Hou Zhuoran, Ochoa Alejandro
Department of Biostatistics and Bioinformatics, Duke University, Durham, NC 27705, USA.
Duke Center for Statistical Genetics and Genomics, Duke University, Durham, NC 27705, USA.
bioRxiv. 2025 May 15:2025.05.13.653659. doi: 10.1101/2025.05.13.653659.
Heritability is a fundamental parameter of diseases and other traits, quantifying the contribution of genetics to that trait.
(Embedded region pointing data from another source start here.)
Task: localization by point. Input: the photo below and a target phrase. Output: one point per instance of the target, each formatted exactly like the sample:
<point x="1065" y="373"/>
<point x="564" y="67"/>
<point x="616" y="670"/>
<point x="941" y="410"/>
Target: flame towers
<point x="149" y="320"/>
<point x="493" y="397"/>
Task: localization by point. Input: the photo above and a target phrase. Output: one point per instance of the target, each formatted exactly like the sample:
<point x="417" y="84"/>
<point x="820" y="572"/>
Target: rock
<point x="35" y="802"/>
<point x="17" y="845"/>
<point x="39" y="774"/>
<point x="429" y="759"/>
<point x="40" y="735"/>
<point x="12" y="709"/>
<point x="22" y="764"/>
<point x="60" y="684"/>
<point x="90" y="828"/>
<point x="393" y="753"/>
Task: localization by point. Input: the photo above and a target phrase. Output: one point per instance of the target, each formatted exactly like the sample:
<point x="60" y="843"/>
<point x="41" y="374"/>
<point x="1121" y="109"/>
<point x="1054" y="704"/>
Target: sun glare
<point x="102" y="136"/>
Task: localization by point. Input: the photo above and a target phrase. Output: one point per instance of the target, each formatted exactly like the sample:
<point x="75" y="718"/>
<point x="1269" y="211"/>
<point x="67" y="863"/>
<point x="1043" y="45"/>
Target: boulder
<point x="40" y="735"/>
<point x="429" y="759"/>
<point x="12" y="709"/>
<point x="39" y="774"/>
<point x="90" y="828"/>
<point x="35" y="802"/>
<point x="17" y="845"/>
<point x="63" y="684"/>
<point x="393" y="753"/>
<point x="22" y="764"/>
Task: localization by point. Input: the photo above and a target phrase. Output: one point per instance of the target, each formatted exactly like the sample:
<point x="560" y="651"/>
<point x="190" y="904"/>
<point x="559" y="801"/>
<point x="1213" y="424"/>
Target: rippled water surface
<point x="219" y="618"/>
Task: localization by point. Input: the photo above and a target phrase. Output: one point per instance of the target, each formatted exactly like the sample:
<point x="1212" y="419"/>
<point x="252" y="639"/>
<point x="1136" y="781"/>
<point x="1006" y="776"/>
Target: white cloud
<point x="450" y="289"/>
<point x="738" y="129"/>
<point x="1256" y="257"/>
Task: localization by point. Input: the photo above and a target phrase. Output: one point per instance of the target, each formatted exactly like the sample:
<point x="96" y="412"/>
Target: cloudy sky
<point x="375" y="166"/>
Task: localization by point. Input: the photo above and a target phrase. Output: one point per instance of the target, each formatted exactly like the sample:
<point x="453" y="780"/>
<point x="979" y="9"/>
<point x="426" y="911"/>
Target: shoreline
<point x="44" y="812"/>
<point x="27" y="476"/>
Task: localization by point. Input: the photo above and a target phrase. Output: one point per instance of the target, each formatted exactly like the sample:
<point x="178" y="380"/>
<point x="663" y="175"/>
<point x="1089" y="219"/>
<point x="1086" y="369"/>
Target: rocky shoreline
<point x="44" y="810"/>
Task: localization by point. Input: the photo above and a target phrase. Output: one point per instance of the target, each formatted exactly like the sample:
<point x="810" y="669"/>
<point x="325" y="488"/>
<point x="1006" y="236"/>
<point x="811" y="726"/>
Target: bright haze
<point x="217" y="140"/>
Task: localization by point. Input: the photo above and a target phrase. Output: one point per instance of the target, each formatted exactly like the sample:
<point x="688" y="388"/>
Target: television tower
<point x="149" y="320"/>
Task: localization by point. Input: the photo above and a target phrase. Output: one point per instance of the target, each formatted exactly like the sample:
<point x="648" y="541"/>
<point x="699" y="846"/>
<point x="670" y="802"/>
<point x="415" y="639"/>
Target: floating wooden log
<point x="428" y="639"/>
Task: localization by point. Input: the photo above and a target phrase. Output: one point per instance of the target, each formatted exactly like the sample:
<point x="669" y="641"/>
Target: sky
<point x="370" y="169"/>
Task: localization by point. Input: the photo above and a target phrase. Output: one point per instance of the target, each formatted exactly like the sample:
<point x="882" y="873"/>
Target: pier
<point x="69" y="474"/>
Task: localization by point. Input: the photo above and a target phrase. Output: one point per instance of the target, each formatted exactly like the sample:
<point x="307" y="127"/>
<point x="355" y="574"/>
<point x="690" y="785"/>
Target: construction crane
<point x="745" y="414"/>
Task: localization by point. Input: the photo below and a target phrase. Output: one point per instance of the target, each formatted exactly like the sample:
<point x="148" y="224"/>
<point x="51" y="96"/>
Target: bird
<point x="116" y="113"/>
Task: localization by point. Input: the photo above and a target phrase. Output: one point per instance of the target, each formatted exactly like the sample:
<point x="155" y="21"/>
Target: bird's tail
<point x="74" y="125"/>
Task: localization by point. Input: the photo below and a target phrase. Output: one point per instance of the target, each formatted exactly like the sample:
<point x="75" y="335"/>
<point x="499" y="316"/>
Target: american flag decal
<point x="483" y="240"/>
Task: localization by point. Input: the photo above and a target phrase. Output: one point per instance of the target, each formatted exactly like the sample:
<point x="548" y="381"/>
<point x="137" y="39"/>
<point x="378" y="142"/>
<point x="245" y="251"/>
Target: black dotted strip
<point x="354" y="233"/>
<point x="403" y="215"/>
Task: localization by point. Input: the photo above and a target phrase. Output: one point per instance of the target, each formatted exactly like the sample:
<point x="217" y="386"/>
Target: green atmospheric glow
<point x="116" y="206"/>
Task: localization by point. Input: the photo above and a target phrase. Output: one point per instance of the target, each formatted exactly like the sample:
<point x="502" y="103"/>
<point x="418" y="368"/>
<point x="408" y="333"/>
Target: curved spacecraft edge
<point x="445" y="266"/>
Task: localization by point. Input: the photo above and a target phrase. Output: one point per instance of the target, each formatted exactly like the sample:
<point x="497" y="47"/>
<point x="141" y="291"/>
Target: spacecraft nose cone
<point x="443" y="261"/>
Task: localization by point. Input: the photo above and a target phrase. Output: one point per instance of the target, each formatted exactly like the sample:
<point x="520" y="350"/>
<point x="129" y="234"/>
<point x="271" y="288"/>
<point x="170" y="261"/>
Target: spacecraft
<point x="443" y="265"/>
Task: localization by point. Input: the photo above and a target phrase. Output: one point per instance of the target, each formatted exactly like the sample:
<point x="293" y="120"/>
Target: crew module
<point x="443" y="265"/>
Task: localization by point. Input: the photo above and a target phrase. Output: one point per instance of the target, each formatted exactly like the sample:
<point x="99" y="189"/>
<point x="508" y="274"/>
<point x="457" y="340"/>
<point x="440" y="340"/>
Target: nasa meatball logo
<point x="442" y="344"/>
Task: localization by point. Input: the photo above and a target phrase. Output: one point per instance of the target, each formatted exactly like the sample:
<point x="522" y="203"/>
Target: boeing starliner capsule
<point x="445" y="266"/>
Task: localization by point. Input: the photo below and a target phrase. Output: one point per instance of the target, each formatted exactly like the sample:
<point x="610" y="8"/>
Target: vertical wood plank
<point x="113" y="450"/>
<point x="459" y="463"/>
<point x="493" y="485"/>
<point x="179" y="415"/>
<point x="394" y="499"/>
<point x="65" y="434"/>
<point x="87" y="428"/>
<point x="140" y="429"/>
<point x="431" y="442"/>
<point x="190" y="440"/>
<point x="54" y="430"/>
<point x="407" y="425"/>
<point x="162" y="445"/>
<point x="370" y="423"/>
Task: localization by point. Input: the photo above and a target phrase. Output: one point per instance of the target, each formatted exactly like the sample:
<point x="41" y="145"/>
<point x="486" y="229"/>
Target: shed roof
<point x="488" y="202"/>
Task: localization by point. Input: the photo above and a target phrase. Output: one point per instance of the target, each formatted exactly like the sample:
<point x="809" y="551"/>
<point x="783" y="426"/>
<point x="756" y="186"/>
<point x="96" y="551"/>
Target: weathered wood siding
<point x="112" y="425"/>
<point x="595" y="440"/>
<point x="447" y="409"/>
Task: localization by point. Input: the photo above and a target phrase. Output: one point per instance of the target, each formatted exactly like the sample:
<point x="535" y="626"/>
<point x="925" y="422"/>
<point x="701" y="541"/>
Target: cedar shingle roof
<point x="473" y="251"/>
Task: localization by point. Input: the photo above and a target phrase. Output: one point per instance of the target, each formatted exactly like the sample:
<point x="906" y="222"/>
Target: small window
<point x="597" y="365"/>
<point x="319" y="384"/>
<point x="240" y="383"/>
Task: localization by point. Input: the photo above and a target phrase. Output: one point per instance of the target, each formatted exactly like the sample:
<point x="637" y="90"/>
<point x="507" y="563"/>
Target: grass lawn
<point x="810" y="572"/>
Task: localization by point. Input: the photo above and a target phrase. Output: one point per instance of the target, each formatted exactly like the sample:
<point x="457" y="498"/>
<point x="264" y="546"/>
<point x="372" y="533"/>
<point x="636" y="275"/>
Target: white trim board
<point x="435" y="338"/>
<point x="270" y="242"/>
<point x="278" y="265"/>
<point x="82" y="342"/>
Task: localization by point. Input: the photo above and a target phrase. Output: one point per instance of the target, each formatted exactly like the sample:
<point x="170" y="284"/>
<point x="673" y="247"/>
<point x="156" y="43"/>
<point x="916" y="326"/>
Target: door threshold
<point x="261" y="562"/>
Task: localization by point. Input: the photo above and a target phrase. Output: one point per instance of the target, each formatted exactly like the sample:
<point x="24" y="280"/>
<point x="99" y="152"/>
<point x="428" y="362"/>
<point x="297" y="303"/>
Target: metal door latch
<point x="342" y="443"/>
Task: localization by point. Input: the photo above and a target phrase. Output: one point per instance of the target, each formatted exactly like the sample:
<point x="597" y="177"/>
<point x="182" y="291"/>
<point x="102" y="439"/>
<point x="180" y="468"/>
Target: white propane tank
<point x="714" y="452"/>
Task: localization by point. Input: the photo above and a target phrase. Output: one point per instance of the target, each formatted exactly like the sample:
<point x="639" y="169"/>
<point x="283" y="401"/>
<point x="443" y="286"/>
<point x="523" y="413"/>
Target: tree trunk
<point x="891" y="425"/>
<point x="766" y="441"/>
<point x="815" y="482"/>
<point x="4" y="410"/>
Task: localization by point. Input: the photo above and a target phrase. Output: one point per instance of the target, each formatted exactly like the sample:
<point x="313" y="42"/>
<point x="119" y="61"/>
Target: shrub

Kinship matrices, also known as Genetic Relatedness Matrices or "GRMs", are required for heritability estimation with variance components models. However, the most common "standard" kinship estimator employed by GCTA and other approaches, can be severely biased in structured populations. In this study, we characterize heritability estimation biases in GCTA due to kinship estimation biases under population structure. For the standard (ROM) kinship estimator, we derive a closed-form expression for heritability bias given by the mean kinship value and the true heritability. The standard (MOR) estimator is the most widely used in practice, and exhibits more severe bias than ROM due to upweighing low-frequency variants. Using simulation studies with admixture and family structures, as well as simulated traits from 1000 Genomes genotypes, we find that only Popkin, which is the only unbiased population kinship estimator, produces unbiased heritability estimates in structured settings. Pedigree-only estimates have upward heritability biases when there is population structure. Finally, we analyze three structured datasets with real phenotypes-the San Antonio Family Study, the Hispanic Community Health Study / Study of Latinos, and a multiethnic Nephrotic Syndrome cohort. The standard MOR estimator can produce both downward and upward heritability biases depending on population structure and variant frequency spectrum, compared to the other two estimators. Overall, common kinship estimators result in heritability estimation biases when applied to structured populations, a challenge that Popkin successfully overcomes.
遗传力是疾病和其他性状的一个基本参数,用于量化基因对该性状的贡献。使用方差分量模型估计遗传力需要亲缘关系矩阵,也称为遗传相关矩阵或“GRM”。然而,GCTA和其他方法所采用的最常见的“标准”亲缘关系估计器,在结构化群体中可能会有严重偏差。在本研究中,我们描述了由于群体结构下的亲缘关系估计偏差而导致的GCTA中遗传力估计偏差。对于标准的(ROM)亲缘关系估计器,我们推导出了一个由平均亲缘关系值和真实遗传力给出的遗传力偏差的闭式表达式。标准的(MOR)估计器在实际应用中使用最广泛,并且由于对低频变异的加权过高,其偏差比ROM更严重。通过对混合和家族结构的模拟研究,以及来自千人基因组基因型的模拟性状,我们发现只有Popkin(唯一无偏的群体亲缘关系估计器)在结构化环境中能产生无偏的遗传力估计。当存在群体结构时,仅基于系谱的估计会有向上的遗传力偏差。最后,我们分析了三个具有真实表型的结构化数据集——圣安东尼奥家族研究、西班牙裔社区健康研究/拉丁裔研究以及一个多民族肾病综合征队列。与其他两个估计器相比,标准的MOR估计器根据群体结构和变异频谱可能会产生向下和向上的遗传力偏差。总体而言,常见的亲缘关系估计器在应用于结构化群体时会导致遗传力估计偏差,而Popkin成功克服了这一挑战。